En aquel instante Alaric vio una figura delgada y pálida que emergía de entre la penumbra. Parecía tratarse de algo humanoide. Su cuerpo pálido estaba completamente desnudo excepto por unos jirones de lo que parecía ser un pergamino dispuestos alrededor de su torso. Arrastraba los pies descalzos entre los escombros mientras luchaba para coordinar sus movimientos y mantenerse erguido. Su cabeza afeitada estaba destrozada; la mandíbula inferior había desaparecido y el único ojo que le quedaba era una esfera mecánica completamente oxidada. Sólo tenía una mano, pues el otro brazo terminaba en un anclaje mecánico a la altura del codo, justo donde el antebrazo biónico había sido arrancado.

Alaric pudo oír a uno de los tecnoguardias que hablaba a través del comunicador.

—Es un servidor, señor. Un carroñero.

—Desactívenlo —respondió Tharkk.

En aquel momento uno de los tecnoguardias desenfundó una pistola y disparó un rayo láser directamente a la cabeza del servidor, que se retorció antes de ponerse rígido y caer al suelo. Acto seguido, el mismo tecnoguardia le aplastó el cráneo con la culata de su rifle láser.

—Los carroñeros son muy peligrosos —dijo Saphentis—. Puede que haya otros con capacidad para combatir. Manténganse en guardia y que no nos vuelvan a coger desprevenidos.

—¿Algo más de lo que debería ser informado? —preguntó Alaric.

—En este aspecto un mundo forja no es diferente de cualquier mundo imperial —contestó Saphentis—. Tiene criminales, sirvientes y servidores huidos que son considerados delincuentes. Pero son mucho menos numerosos que en una ciudad colmena o en una área con una densidad de población similar.

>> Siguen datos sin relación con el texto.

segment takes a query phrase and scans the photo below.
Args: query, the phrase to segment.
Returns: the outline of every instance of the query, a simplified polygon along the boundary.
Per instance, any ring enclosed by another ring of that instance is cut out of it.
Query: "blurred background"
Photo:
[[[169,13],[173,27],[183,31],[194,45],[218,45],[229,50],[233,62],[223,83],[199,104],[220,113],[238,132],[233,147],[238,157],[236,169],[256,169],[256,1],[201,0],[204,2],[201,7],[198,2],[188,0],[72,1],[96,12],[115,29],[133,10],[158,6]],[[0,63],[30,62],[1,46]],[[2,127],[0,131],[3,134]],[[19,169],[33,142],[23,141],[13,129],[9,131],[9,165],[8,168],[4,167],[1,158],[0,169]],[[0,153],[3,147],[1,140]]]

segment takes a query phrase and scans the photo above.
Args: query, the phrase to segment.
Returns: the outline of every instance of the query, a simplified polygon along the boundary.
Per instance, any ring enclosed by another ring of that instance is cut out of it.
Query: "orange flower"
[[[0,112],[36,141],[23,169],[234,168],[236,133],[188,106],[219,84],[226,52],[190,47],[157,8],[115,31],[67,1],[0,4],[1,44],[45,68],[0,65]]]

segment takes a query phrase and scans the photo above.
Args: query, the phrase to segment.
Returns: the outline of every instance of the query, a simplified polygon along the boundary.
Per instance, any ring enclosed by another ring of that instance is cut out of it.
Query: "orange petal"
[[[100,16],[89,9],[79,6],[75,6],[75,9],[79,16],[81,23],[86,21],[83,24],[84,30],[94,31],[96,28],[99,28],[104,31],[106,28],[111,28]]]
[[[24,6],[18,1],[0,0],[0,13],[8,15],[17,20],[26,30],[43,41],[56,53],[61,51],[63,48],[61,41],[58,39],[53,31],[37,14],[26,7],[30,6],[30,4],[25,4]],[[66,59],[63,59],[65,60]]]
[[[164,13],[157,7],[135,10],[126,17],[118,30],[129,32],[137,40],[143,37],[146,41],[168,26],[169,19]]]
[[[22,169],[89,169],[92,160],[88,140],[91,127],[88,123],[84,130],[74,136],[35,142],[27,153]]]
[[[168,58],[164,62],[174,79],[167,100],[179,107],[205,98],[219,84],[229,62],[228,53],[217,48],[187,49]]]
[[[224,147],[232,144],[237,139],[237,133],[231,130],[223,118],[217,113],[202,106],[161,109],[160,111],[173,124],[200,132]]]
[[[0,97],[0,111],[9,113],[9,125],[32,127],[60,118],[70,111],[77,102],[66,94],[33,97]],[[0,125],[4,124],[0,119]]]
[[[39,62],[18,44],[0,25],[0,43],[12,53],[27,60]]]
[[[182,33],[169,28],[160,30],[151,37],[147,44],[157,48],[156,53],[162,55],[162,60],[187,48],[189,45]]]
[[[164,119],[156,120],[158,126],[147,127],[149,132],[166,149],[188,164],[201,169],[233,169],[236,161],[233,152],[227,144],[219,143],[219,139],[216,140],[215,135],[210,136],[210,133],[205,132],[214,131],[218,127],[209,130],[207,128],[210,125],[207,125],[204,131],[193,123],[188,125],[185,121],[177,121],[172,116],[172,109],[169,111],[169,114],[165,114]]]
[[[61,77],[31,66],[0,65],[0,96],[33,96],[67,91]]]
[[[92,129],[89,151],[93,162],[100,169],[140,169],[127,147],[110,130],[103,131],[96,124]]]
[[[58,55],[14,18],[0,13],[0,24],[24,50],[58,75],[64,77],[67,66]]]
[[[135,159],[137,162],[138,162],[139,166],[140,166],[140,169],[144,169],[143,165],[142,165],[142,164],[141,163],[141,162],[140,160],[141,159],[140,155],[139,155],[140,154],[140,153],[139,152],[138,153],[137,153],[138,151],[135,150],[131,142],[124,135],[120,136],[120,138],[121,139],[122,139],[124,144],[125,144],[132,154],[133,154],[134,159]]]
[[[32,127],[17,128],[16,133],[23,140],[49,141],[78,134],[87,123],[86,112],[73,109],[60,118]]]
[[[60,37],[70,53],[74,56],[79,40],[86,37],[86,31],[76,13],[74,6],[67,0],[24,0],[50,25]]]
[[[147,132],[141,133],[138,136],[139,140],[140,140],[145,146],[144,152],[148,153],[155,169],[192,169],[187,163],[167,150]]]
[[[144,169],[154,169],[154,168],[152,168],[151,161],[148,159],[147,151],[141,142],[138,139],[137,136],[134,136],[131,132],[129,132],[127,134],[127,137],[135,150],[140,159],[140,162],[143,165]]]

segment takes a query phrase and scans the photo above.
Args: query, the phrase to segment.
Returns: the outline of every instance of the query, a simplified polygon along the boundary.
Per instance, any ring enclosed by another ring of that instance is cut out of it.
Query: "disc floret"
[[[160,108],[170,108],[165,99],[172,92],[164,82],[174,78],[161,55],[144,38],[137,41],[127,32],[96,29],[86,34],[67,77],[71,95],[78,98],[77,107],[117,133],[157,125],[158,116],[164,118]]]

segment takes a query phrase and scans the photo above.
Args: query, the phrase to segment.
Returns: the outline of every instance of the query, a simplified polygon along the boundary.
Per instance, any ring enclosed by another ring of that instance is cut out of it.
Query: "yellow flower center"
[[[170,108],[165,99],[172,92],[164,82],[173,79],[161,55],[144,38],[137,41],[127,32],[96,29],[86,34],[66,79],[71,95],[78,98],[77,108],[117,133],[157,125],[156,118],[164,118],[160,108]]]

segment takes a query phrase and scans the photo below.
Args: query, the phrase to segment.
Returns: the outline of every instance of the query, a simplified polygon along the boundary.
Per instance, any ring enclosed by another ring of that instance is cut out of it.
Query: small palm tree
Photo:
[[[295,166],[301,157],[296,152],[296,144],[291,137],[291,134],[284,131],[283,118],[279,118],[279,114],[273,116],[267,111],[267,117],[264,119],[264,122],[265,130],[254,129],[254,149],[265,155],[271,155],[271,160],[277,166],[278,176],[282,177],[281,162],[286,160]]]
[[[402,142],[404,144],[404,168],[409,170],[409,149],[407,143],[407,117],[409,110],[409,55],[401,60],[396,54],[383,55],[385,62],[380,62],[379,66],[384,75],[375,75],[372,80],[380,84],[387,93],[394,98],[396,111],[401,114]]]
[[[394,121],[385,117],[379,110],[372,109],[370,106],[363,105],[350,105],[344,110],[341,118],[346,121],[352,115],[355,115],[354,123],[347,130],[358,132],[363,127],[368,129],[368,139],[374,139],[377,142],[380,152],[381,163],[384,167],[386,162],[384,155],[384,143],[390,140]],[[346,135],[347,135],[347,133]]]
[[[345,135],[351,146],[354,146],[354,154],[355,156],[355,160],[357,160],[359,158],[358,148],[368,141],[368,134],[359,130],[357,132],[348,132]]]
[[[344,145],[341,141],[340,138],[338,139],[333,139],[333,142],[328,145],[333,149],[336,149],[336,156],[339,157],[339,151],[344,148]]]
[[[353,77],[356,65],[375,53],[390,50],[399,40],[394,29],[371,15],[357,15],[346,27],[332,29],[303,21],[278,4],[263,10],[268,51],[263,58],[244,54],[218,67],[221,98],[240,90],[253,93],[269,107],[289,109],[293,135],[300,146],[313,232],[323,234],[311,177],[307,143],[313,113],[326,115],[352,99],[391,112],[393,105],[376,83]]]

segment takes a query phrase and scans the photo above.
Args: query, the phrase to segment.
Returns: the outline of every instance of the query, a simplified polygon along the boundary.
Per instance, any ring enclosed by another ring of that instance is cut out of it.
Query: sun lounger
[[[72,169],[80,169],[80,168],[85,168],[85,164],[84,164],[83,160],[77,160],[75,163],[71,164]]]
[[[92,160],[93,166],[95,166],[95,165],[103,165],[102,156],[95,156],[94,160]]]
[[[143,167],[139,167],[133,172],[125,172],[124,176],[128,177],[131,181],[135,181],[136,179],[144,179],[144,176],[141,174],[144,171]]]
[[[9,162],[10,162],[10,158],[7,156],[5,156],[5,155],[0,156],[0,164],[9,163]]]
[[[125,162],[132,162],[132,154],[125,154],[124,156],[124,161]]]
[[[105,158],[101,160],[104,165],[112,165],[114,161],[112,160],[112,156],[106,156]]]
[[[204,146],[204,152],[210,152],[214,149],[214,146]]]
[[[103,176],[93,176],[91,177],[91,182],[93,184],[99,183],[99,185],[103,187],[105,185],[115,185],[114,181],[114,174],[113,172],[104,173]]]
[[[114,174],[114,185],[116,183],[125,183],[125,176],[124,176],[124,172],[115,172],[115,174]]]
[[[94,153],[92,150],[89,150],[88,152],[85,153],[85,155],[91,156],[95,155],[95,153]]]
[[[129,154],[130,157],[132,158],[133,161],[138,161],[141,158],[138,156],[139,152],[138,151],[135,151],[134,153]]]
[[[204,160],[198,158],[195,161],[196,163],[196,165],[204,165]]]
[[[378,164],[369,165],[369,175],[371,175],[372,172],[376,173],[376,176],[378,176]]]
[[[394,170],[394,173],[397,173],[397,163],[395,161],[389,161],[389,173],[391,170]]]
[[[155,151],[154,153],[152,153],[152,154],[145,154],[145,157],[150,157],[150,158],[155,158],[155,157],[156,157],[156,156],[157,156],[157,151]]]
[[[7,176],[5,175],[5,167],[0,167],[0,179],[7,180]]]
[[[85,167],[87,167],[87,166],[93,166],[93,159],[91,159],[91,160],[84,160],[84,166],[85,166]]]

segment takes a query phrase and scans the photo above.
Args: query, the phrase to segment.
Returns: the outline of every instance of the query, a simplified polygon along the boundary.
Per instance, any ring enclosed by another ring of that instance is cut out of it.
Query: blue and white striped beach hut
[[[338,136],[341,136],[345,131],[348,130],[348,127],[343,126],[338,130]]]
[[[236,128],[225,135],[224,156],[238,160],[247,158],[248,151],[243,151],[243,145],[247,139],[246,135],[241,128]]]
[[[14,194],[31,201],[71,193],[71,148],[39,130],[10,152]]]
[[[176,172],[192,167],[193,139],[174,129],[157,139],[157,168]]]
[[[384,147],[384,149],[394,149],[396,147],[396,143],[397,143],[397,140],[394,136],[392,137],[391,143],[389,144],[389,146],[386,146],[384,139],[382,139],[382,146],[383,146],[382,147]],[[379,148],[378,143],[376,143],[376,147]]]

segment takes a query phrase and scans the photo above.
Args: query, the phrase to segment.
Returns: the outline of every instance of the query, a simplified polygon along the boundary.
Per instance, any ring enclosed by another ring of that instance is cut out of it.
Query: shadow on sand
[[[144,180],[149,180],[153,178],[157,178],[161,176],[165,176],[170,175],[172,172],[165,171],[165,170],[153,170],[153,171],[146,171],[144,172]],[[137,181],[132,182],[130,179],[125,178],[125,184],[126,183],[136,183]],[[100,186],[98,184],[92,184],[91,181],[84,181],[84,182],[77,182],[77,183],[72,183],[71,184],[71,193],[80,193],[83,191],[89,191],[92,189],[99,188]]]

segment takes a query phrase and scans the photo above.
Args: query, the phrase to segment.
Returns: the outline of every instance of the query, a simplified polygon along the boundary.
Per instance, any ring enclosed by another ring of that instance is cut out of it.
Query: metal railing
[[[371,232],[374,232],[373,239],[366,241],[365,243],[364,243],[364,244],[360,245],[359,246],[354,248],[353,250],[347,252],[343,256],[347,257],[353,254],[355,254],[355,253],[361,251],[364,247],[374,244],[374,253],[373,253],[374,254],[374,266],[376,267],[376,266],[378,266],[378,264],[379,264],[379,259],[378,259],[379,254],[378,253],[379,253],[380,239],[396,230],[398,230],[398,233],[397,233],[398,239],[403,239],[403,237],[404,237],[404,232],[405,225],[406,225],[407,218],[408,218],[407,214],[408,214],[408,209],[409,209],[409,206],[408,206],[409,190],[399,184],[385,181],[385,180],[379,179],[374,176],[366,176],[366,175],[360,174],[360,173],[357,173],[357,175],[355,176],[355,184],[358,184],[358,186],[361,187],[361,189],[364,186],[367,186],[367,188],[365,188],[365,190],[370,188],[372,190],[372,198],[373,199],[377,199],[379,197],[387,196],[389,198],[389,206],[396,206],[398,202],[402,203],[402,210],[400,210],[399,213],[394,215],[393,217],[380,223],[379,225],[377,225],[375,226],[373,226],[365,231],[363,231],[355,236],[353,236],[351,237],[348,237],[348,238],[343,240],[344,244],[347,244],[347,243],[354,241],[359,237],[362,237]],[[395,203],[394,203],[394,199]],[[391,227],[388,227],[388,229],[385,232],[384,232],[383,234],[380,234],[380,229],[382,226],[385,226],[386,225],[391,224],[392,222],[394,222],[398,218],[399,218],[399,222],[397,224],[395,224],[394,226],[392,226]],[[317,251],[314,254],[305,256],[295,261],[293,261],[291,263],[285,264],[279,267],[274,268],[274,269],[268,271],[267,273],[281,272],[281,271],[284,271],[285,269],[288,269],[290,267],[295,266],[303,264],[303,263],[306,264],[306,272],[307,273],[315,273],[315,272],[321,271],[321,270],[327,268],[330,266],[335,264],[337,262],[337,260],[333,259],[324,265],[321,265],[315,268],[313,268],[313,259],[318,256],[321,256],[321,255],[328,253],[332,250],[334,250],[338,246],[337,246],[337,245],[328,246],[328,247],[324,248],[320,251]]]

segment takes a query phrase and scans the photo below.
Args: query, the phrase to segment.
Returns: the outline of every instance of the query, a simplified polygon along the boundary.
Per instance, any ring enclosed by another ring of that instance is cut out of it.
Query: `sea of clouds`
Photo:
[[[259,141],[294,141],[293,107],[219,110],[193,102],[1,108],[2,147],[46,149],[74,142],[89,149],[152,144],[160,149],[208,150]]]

Se estaban aproximando a uno de los extremos del valle, donde la pendiente se volvía más empinada hasta llegar a lo que parecía ser una planicie que se abría ante ellos. Las lecturas retinales de Alaric lo estaban informando de que si no fuera por los implantes de su garganta y por su habilidad para absorber elementos nocivos, las toxinas procedentes de la polución atmosférica se estarían acumulando en su cuerpo a unos niveles alarmantes. Thalassa respiraba con bastante dificultad, pero Saphentis no mostraba el menor signo de malestar.

—Debemos comunicarnos por el mismo canal —dijo Alaric—. Si no puedo coordinar a todas nuestras fuerzas al mismo tiempo…

Habían conseguido llegar a la parte superior de la colina que se alzaba en el fondo del valle, una elevación que daba acceso a una planicie circular desde donde podía divisarse el paisaje urbano de aquel planeta. Por fin, Alaric pudo ver con claridad una de las ciudades de Chaeroneia.